Parole d'artistes
Marie, peintre :
"Ce
qui ne peut se traduire en termes de mystique ne mérite pas d'être vécu"
disait Cioran…
Mes paroles
sont des paroles de peintre, passionnée de peinture et d'un art qui "remue
le fond sensuel des hommes" . Je suis très loin de ceux qui se réclament
de Duchamp et qui ont fait de l'urinoir un objet de culte dans les musées à la
place des peintures. Je me demande depuis longtemps qui a permis une telle
action contre l'art et contre les peintres ? Est-ce venu d'une "vague de
fond " comme je l'ai entendu il y a peu lors d'une table ronde aux
Bernardins ? Est-ce venu de l'air du temps, donc du dehors du musée ? Ou
bien est- ce venu du dedans du musée ? Toutes ces questions ne sont pas
étrangères à ma pratique de la peinture comme la pratique religieuse n’est pas
étrangère à la situation d’inconfort de l’Eglise. Comment les séparer sans au
fond de soi se couper en deux, faire
comme si les autres n’existaient pas et se fabriquer un petit monde pour soi
tout seul ? Le journal Libération
annonce que vous trouvez désormais Rodin à Roissy , c'est à gauche après les
parfums de marques pas loin des sacs. Tout est marchandise. Certes il ne faut
pas que la haine du mal l’emporte sur l’amour du bien, mais au nom du Bien ou de la Beauté faut-il s’interdire le discernement ?
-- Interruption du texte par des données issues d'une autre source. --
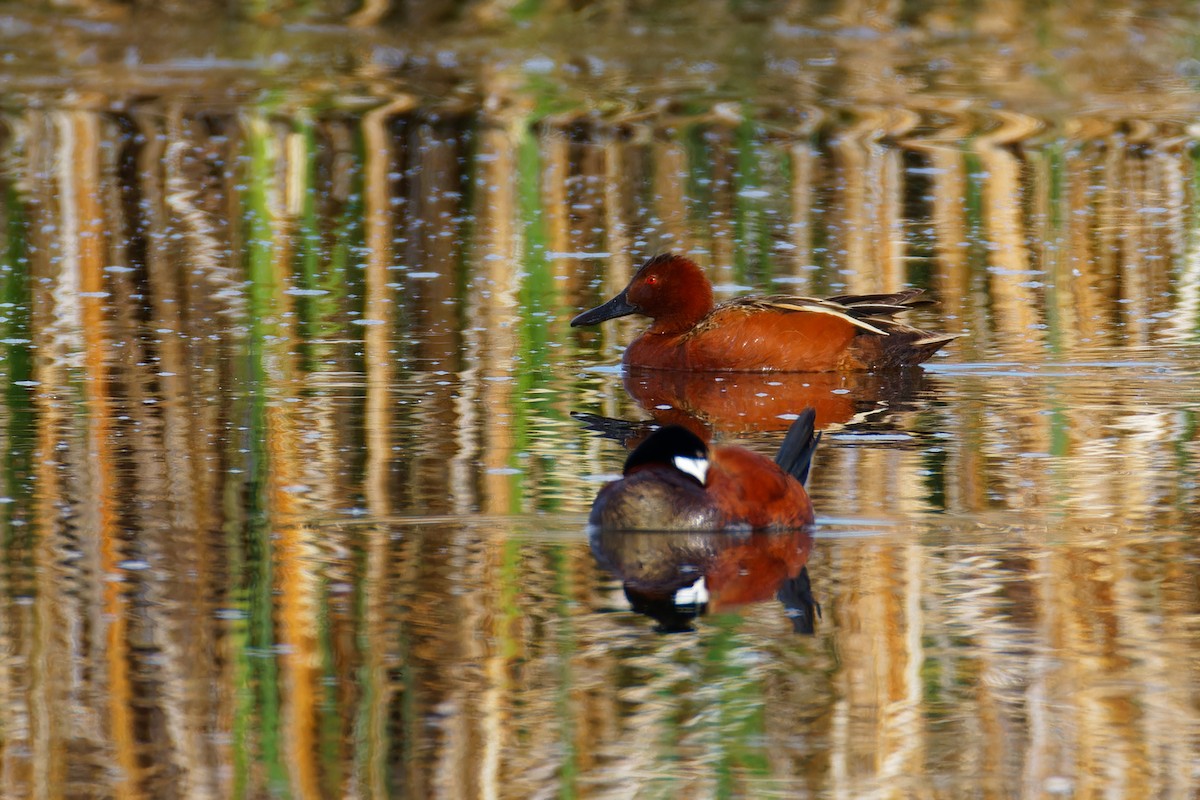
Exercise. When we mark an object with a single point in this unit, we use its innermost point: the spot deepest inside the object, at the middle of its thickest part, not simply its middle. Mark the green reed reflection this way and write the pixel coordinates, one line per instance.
(274, 551)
Peindre n’est pas de toute tranquillité dans un monde que domine l’argent, mais
« cela » reste. « Cela » est le plus précieux d’entre
tous lorsqu’il est Louange. « Bénis
le Seigneur Ô mon âme, bénis son nom très saint tout mon être » dit le
psaume 102. Comment y parvenir ? La peinture est un moyen d’aller vers si elle est abandon
(aujourd’hui on dit lâcher prise) mais cela se complique car si la peinture est
ferveur, elle est aussi une discipline. "L'art c'est comme le chinois, ça
s'apprend" disait Picasso. Elle est mémoire "Pas de culture
sans mémoire " disait Arendt. En d’autres termes il faut beaucoup d’études
pour redevenir enfant et c’est tout le contraire de ce que nous voyons si
souvent autour de nous et désignons comme un processus d’infantilisation .
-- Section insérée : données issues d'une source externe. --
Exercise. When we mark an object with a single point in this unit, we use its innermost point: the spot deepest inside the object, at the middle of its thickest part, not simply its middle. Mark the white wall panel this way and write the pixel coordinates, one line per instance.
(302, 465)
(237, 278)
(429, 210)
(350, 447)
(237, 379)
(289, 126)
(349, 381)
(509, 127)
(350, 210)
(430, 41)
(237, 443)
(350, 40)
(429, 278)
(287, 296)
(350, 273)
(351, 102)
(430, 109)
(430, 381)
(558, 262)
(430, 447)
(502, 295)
Non ! La quête de la Beauté n’est pas du côté de la transgression et du
nouveau pour le nouveau, elle nous fait connaître nos limites, elle ne nous
rend pas infantiles et capricieux mais pauvres et assoiffés. Si elle fait de
nous des mendiants et des errants, elle nous grandit sans que nous y prenions
garde. Regardons ce que les grands peintres ont laissé à l’humanité, des œuvres
pour notre contemplation dans un monde qui n’a plus le temps. Peut-être est-ce
pour cette raison que je suis amie de Baudelaire et des peintres qu’il aimait.
Delacroix par exemple qu’il ne faut pas
déranger à Saint-Denys puisqu’il veille aussi sur nous!
Ombragé par un bois de sapins toujours vert,
Où, sous un
ciel chagrin, des fanfares étranges passent,
Comme un soupir étouffé de Weber
N’oublions pas
le combat de Jacob avec l’ange peint par Delacroix dans l’église Saint-Sulpice
qui est à la fois abandon et corps à corps du peintre avec l’invisible dans la
solitude et loin des lumières agressives des media.
Marie Sallantin
Extrait du poème de Baudelaire, Les Phares.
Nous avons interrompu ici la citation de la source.